Height, excel at leveraging various carbon sources and ammonification compound as nitrogen source, so in the environment such as water, soil, food and hospital
It is widely present.The U.S., Canada, Europe, Japan, Brazil and the World Health Organization are to the green pseudomonad content of copper in drinking water
Restriction MPN<3/L must not detect per 250mL.China《National food safety standard packs drinking water》(GB19298-
2014), then provide in 5 water samples, 250mL must not detect pseudomonas aeruginosa in each sample.
In October, 2009,《Natural mineral water》Etc. aqueous phase close national food safety standard successively all by bacterium
Fall this total index to delete.Although this reform has practical significance, objectively so that water manufacturing enterprise simplifies
Disinfectant program, substantially increase the exceeded probability of pseudomonas aeruginosa.In recent years, various regions are even more that frequency shows the green false list of copper in drinking water
The exceeded situation of born of the same parents.
There are some researches show the plcH genes of pseudomonas aeruginosa may play unusual effect, such as by acting on
Cell surface active material significantly affects cell function, changes innate immune response in many ways, plcH is in Human Umbilical Vein Endothelial Cells
Selective apoptosis work.
, quick detection accurate to pseudomonas aeruginosa that the strict control of the drinking water quality of production needs, at the same it is false to verdigris
Monad is propagated risk and assessed.Special primer, probe of the invention by designing pin pseudomonas aeruginosa and plcH genes
Combination, it may be appreciated that in water in the distribution of pseudomonas aeruginosa and bacterial strain plcH genes popularity.

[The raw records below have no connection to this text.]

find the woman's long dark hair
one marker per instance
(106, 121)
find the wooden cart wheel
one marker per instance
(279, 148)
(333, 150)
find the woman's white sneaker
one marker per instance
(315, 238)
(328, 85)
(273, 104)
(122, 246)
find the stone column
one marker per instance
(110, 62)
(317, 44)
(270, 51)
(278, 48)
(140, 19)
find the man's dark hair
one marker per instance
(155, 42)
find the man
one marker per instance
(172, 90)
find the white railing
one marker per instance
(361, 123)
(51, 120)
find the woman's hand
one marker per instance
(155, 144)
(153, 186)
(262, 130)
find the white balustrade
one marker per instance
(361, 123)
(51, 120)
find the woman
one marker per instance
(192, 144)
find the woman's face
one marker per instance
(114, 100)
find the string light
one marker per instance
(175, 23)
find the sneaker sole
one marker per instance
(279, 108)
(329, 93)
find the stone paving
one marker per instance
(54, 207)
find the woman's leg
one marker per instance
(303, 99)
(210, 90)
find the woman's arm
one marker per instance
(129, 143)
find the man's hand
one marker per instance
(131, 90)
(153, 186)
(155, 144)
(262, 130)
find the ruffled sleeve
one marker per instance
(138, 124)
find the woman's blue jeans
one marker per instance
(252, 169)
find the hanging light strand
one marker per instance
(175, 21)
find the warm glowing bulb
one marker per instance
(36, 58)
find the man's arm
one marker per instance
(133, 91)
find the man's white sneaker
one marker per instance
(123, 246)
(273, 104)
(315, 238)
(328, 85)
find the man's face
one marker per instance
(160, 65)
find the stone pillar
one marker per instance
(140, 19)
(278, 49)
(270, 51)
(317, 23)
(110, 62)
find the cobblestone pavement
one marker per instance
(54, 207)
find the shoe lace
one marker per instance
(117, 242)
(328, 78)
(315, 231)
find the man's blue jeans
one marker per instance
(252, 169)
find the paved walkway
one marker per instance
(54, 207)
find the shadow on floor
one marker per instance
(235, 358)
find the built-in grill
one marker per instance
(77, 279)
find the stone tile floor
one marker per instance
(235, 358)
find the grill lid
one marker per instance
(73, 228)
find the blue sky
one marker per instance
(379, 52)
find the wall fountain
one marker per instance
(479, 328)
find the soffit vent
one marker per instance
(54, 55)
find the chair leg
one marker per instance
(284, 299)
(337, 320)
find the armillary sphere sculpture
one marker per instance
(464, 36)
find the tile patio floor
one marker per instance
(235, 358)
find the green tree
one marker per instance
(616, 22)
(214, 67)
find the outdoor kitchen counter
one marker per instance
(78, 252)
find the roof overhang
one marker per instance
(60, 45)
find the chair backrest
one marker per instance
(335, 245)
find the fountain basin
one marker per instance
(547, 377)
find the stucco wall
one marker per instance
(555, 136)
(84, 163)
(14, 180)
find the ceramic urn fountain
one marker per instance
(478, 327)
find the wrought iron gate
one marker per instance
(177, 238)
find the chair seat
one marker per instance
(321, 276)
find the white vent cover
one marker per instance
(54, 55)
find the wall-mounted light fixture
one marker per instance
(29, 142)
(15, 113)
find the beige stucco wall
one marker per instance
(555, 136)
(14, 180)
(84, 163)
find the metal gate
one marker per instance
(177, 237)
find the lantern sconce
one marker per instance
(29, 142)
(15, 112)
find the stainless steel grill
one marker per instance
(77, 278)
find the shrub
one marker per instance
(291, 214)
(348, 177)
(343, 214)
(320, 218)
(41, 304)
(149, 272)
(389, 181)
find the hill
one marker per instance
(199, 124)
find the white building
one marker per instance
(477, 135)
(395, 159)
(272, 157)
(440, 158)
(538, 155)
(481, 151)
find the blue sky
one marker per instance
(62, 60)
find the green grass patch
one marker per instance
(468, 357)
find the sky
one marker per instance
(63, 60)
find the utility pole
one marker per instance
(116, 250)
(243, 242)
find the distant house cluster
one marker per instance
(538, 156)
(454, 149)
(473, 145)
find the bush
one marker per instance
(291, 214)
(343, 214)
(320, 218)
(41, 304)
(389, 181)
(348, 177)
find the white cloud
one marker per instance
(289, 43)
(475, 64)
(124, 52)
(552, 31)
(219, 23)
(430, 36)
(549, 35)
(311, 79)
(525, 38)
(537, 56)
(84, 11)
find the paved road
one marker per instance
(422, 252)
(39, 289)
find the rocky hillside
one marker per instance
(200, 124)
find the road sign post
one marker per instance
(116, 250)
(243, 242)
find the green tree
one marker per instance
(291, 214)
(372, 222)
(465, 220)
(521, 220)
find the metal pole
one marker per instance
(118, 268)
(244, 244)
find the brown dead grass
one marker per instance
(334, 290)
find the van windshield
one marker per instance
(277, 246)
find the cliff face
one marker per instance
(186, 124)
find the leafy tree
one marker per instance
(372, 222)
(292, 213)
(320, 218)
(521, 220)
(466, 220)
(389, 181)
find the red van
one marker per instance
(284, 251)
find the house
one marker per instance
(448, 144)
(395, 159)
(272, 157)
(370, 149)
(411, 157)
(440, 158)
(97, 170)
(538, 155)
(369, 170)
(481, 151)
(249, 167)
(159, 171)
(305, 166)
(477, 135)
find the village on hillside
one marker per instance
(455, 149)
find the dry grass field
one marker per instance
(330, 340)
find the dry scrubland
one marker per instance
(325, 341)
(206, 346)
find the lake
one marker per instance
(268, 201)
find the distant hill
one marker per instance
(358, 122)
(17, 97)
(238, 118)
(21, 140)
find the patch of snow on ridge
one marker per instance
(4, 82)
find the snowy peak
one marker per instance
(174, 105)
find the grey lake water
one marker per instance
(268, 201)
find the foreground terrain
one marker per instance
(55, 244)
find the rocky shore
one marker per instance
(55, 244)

At present, the related many food security standards of drinking water require carries out quantitative detection to pseudomonas aeruginosa,
But the quantitative detection for pseudomonas aeruginosa mainly or after being cultivated by conventional method is counted, but conventional method is deposited
It is cumbersome in process, the shortcomings of cycle is long.It is not only cumbersome and Standard PCR method needs PCR to carry out electrophoresis after expanding, and
Quantitative detection can not be realized.At present, Southern blot and real-time fluorescence quantitative PCR are conventional two kinds of foreign genes copies
Number analytical technology, it is widely used in copy number of foreign gene analysis.But there is also certain defect for both approaches.For example,
Workload is big, the cycle is long when Southern blot methods are analyzed, operation requires that high, accuracy is poor, especially for copying more
The analysis of shellfish gene, it is as a result easily less than normal.Quantitative fluorescent PCR is necessarily dependent upon standard song when analyzing copy number of foreign gene
The gene of line and known copy number, simply a kind of relative quantitation method, and the quality of standard curve is vulnerable to DNA purity, primer
The factors such as concentration, the response inhabitation factor with probe influence;In addition, standard curve must be based on standard substance foundation, and
The limitednumber and expensive price of standard substance are not applied for all research.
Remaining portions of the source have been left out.